After you’ve gasped and giggled at the misleading bankruptcy information spotlighted here earlier, there is a serious point here: this sort of tripe creates real work for bankruptcy lawyers and a very real trap for clients.
Incomplete, overstated, inaccurate stuff about bankruptcy is all over the web, authored by apparently knowledgeable sources. Your prospects read this stuff as if it was gospel. How often does a client tell you “I researched bankruptcy on the internet”?
As a bankruptcy lawyer, you need to consider how you flush out and counter the misinformation and mistaken assumptions that a new client brings with them to the initial meeting. If you don’t, the information you get to complete the schedules may be, quite innocently, just plain wrong.
Your new client may have read and accepted something like this:
It is not required in all states to use the “Cash on hand” property type on Schedule B. However, if it is required in your state, make sure the cash on hand amount you list reflects the money left over AFTER the debtor has paid their allowable expenses (rent, mortgage, car, groceries, etc.) as well as their attorney fee.
Listen as the client talks for clues that they’ve gathered information before they met with you: family, web, other lawyers.
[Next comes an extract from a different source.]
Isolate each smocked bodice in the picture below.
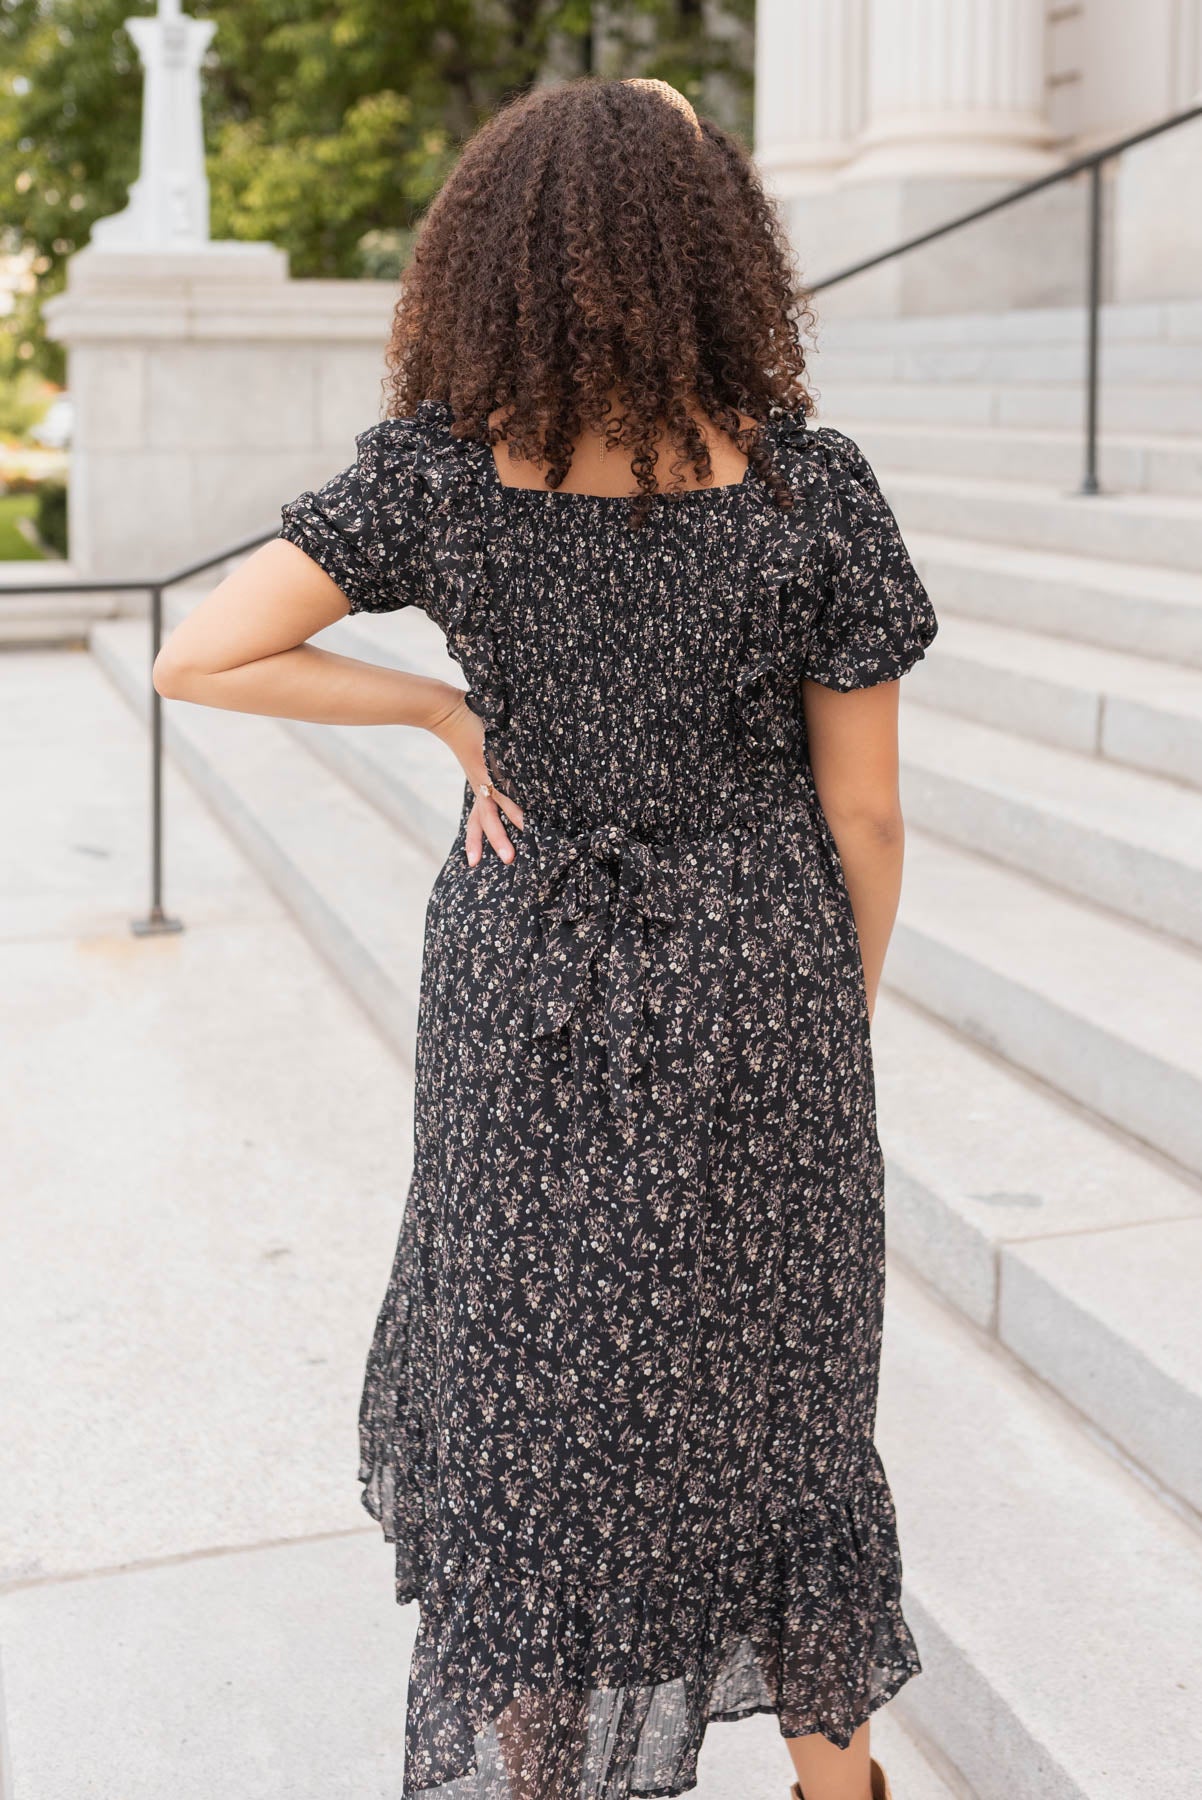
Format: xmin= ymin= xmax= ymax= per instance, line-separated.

Follow up to see what they think they already know. Recite the ground rules as you know them: list everything, valuable or not. List what you have today. Ask open ended questions: “anything else?”
At the top of the page in my questionnaire for clients to take and complete is the admonition: list it or lose it.
Often a client will have information that dates to before BAPCPA, either from their experiences or those of family or friends. It’s worth pointing out that the rules have changed, and the consequences of not following the rules have too.
An unrelated benefit of listening closely to the client is that you build trust and teamwork. But that’s a topic for another day.